Wingfield  is a suburb situated north of Adelaide. It lies between the Port River Expressway on the north and Grand Junction Road on the south. The suburb borders Dry Creek to its north and east, bounded by the Gawler railway line and Adelaide-Port Augusta railway line on the east. The North-South Motorway and Dry Creek-Port Adelaide railway line both cross the suburb. Wingfield is named after R. W. Wingfield, the private secretary to Governor of South Australia, William Jervois.

Government 

The suburb is in the City of Port Adelaide Enfield local government area.

Major industries 

The southwestern corner of the suburb includes residential housing, however the majority of the suburb is industrial. Industry includes recycling, manufacturing and freight forwarding.

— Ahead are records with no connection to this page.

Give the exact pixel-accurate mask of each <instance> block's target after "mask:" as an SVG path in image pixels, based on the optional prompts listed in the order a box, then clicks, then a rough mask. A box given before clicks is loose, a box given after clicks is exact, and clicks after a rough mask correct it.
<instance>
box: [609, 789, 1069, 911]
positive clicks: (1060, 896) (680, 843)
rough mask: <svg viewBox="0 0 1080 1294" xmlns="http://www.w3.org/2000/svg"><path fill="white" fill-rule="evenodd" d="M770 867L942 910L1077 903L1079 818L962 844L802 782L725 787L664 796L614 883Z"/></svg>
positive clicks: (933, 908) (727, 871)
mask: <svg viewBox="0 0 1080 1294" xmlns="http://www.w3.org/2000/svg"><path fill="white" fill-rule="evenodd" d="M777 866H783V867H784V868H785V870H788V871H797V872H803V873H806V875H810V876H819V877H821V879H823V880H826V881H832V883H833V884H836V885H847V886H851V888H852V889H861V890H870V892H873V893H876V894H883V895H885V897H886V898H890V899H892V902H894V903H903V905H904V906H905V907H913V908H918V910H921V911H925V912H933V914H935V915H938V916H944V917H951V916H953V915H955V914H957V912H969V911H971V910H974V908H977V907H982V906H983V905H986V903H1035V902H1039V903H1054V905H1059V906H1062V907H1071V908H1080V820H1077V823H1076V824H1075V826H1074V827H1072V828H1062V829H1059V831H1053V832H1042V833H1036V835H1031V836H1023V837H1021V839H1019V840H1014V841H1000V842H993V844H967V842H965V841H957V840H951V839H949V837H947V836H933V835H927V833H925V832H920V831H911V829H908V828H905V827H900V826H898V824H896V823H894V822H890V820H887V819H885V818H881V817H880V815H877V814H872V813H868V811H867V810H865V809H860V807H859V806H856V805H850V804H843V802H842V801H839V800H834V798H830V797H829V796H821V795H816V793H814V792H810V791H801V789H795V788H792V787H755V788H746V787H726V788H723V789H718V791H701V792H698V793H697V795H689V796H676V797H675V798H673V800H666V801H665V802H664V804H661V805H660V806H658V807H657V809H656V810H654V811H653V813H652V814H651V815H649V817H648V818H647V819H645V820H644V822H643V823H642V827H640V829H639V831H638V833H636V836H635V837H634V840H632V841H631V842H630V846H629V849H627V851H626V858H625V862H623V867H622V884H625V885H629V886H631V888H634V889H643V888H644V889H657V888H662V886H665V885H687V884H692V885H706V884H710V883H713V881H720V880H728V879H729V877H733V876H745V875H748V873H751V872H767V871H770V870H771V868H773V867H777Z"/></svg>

Waste and resource recovery
Wingfield is the site of the 94ha Wingfield Waste & Recycling Centre (commonly known as the Wingfield Tip or Wingfield Dump), formerly owned and operated by the Adelaide City Council, and now operated as a "collaborative cluster of commercial businesses" including Orora, Adelaide Resource Recovery, Jeffries Group and Transpacific Industries. Between 1952 and 2004, the Wingfield site was operated as a landfill dump.  Since 2004 it has become a waste and recycling transfer centre, with all waste being sorted into recyclable products or waste products. The waste is compacted and transferred to other landfill sites north of Adelaide, at Dublin and Inkerman.

Motorsport
Wingfield is home to Australia's only dedicated junior Motorcycle speedway track, the Sidewinders Speedway located at the Wingfield Reserve on Eighth Street adjacent to the Wingfield Tip. The  long track was opened in 1978 by the Sidewinders U/16 Speedway Club which had formed in 1976.